Chief kidnapper al-Tam earlier demanded authorities release his son and brother from jail, where they are serving terms for abducting five Yemeni engineers and holding them captive for six months last year. Al-Tam has also reportedly demanded that the Yemeni government pay him 200,000 dollars compensation for a property in Sanaa whose ownership he disputed with an influential businessman.

The hostages - a couple and their adult daughter - are reported to be in good health.

The tribal mediators said they met on Wednesday with the kidnappers, who are are all tribesmen from the powerful Bani Dhabyan tribe.

Yemeni security forces are reported to have completely surrounded the kidnappers' hideout in a mountain village some 60 kilometres east of Sanaa, where they are holding the Germans captive. The German embassy is said to have received assurances from the Yemeni government that force will not be used to free the hostages.

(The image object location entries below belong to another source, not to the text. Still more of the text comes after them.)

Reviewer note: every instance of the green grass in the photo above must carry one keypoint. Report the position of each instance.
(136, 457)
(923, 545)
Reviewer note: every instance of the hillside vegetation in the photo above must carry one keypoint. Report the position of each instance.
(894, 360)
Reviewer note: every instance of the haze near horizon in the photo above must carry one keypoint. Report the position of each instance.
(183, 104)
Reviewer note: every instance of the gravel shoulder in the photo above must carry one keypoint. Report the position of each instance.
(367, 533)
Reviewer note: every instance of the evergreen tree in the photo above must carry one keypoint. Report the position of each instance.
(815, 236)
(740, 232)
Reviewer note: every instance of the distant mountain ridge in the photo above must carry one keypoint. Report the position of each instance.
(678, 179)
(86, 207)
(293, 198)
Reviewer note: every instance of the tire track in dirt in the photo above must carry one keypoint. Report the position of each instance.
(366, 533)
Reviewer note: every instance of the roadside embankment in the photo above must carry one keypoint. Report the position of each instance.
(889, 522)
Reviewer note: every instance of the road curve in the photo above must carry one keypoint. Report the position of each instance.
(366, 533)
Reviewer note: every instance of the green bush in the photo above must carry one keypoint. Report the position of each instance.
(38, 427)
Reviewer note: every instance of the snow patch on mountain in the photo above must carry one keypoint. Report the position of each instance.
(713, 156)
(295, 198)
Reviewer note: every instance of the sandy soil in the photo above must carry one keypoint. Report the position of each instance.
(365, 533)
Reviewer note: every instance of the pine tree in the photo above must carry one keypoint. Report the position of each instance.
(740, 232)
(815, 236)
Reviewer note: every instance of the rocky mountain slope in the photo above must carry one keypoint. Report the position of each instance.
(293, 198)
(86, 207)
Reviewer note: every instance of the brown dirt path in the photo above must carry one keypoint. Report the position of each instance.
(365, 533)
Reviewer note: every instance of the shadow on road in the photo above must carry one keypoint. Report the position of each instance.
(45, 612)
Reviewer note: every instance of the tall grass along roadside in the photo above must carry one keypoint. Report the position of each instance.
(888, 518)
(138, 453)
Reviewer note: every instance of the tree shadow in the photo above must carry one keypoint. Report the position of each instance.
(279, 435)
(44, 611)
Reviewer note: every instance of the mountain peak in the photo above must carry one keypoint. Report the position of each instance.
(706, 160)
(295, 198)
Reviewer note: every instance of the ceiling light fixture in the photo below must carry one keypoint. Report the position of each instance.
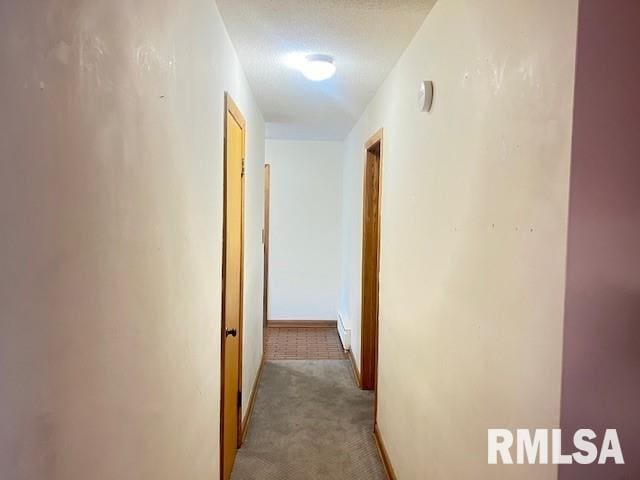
(316, 67)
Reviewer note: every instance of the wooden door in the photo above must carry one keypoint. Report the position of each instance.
(265, 240)
(370, 262)
(232, 273)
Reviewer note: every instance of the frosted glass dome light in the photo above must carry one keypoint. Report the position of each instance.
(318, 68)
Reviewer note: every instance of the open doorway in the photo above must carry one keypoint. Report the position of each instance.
(265, 243)
(232, 287)
(370, 261)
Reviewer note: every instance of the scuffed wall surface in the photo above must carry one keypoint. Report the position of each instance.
(110, 218)
(473, 234)
(601, 364)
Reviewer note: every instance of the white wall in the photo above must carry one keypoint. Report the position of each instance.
(304, 259)
(474, 224)
(111, 142)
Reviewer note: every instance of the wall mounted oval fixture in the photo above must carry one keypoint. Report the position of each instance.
(425, 96)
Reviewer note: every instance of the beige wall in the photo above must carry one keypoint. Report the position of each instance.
(474, 225)
(304, 244)
(110, 218)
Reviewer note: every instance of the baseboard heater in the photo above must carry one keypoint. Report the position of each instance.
(344, 333)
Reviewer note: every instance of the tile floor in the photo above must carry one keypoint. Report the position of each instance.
(303, 343)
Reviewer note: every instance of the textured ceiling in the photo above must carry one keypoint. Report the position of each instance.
(366, 38)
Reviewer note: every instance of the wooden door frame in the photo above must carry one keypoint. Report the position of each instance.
(265, 241)
(369, 333)
(231, 108)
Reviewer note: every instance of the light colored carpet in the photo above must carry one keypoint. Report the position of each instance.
(310, 422)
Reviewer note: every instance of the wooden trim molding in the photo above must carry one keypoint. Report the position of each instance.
(252, 402)
(302, 323)
(388, 468)
(354, 368)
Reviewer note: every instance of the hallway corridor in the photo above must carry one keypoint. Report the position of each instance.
(310, 421)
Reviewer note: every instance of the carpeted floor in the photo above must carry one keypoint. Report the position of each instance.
(310, 422)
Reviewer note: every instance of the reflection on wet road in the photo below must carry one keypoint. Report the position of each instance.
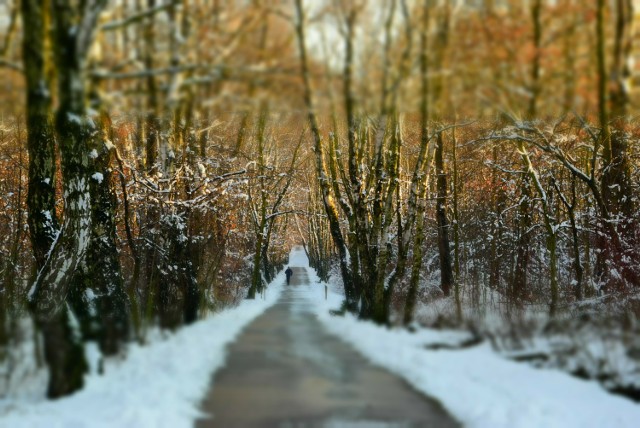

The hostages are a female employee of the German Technical Cooperation agency GTZ who works in Yemen and her parents. The kidnappers reportedly snatched the family from their car on Sunday at gunpoint outside the historic city of Radaa located in a remote area 130 kilometres southeast of the capital, Sanaa

Yemen's tribes have abducted over 200 foreigners in the impoverished country over the past 15 years in a bid to extract concessions from the central government, whose rule is hard to impose in lawless rural areas. Most foreigners abducted by disgruntled tribesmen in Yemen have been released unharmed, including a German diplomat and his family held for five days in December 2005.

However, four Western tourists died in 1998 during a botched attempt to free them from their Islamist militant captors in Yemen's southern Abyan governorate.
Posted by:Fred

#1  SAN'A, Yemen – Kidnappers released on Friday three Germans abducted in Yemen after the Yemeni government paid a $100,000 ransom and agreed to another demand to release tribesmen from prison, officials and a mediator said.

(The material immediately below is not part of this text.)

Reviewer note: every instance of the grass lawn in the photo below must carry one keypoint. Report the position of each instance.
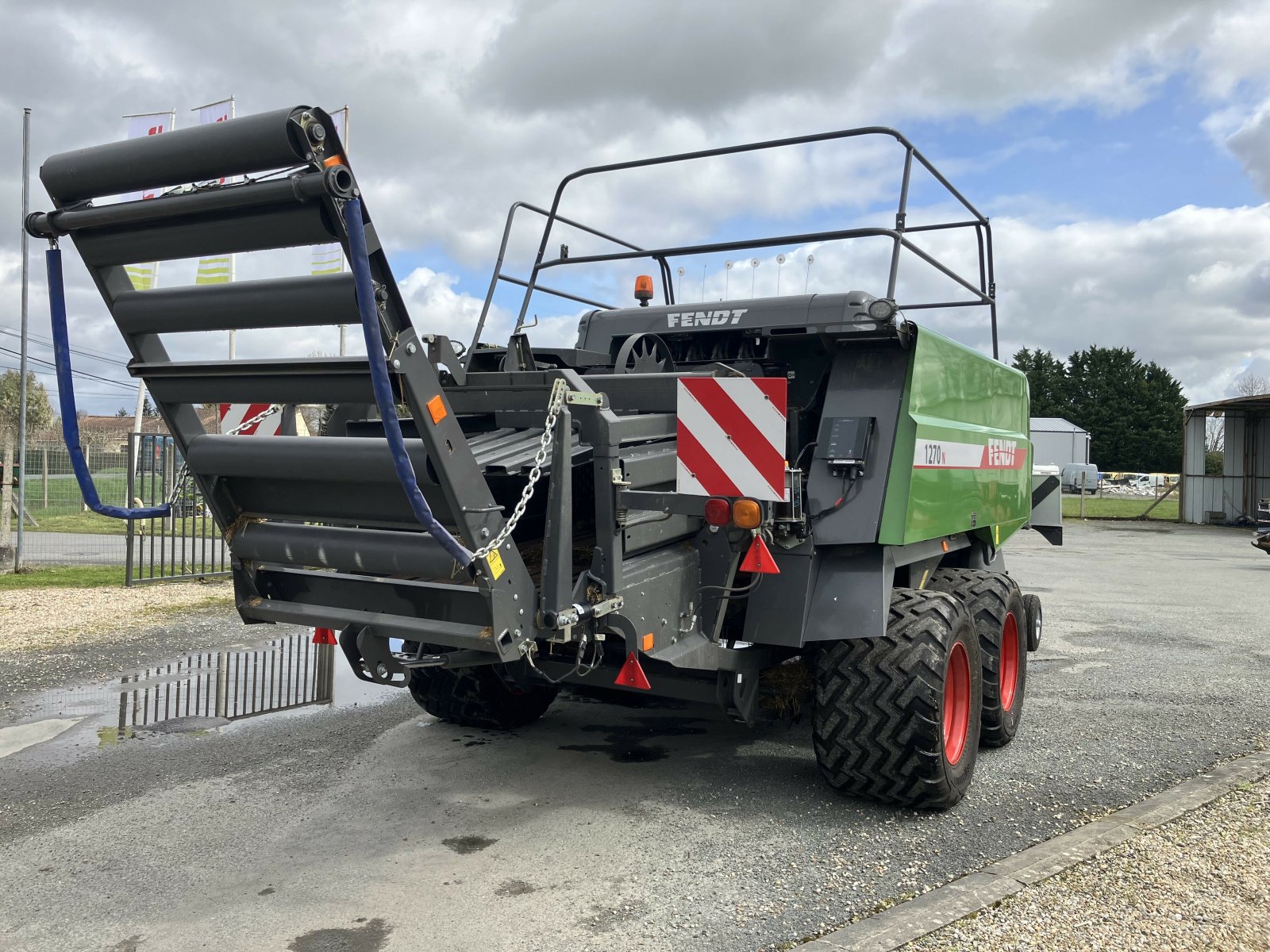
(69, 577)
(1119, 508)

The Germans — an aid worker and her visiting mother and father — arrived in the capital San'a after their release and met with Yemen's ministers of tourism and interior as well as Germany's deputy ambassador to Yemen, Yemeni security officials said.

The mediators had said the kidnappers' leader, Sheik Abed Rabbo Saleh al-Tam, had also demanded the release of a cleric, Sheik Mohammed Ali Hassan al-Moayad, jailed in the United States on terrorism charges.

Al-Moayad was sentenced in 2005 in New York to 75 years in prison for supporting terrorism. In October, an appeals court overturned his conviction and ordered a retrial because of inflammatory testimony about unrelated terrorism cases in his first trial. The demand to release al-Moayad was in addition others made by al-Tam for the release of his son and brother from Yemeni jails.